Iraq : la chef des droits de l'homme de l'ONU tire la sonnette d'alarme

La Haut-Commissaire des Nations Unies aux droits de l’homme, Navi Pillay. Photo ONU/Jean-Marc Ferré

25 août 2014 – La Haut-Commissaire des Nations Unies aux droits de l'homme, Navi Pillay, a condamné lundi les persécutions systématiques et généralisées commises en Iraq par l'organisation EIIL, qui s'autoproclame Etat islamique, et par les forces qui lui sont associées, qu'il s'agisse d'assassinats, de conversions forcées, d'enlèvements, d'abus sexuels, et de destructions de lieux de culte.

L'Etat islamique s'attaque à des communautés entières en raison de leur appartenance ethnique, religieuse ou confessionnelle, notamment des Chrétiens, des Yézidis, des Shabaks, des Turkmènes, des Kaka'e et des Sabéens.

« De graves et horribles violations des droits de l'homme sont commises quotidiennement par l'EIIL et les groupes armés associés », a dénoncé Mme Pillay dans une déclaration à la presse. « Ils visent systématiquement des hommes, des femmes et des enfants en fonction de leur appartenance ethnique ou religieuse et procèdent de manière impitoyable à un nettoyage ethnique et religieux dans les zones sous leur contrôle. De telles persécutions constitueraient des crimes contre l'humanité. »
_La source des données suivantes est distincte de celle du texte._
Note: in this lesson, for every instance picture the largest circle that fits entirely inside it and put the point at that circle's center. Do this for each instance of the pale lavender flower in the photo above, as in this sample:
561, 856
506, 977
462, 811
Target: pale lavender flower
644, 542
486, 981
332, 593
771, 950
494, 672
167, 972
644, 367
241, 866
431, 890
Dans le gouvernorat de Ninive, des centaines de personnes pour la plupart yézidies ont été tuées et près de 2.500 enlevées au début du mois d'août. Les personnes enlevées seraient détenues dans divers endroits à Tal Afar et Mossoul. Les personnes qui ont accepté de se convertir sont détenues par l'EIIL. Quant à celles qui ont refusé de se convertir, des témoins ont rapporté que les hommes ont été exécutés tandis que les femmes et leurs enfants ont été emmenés comme esclaves.

« Des employés de l'ONU en Iraq ont reçu des appels téléphoniques déchirants de civils assiégés qui survivent dans des conditions terribles, avec peu ou pas d'accès à l'aide humanitaire, » a déclaré Mme Pillay. « Une femme enlevée par l'EIIL a réussi à communiquer avec notre personnel, et leur a dit que son fils adolescent et sa fille faisaient partie des nombreuses personnes violées et agressées sexuellement par des hommes armés de l'EIIL. »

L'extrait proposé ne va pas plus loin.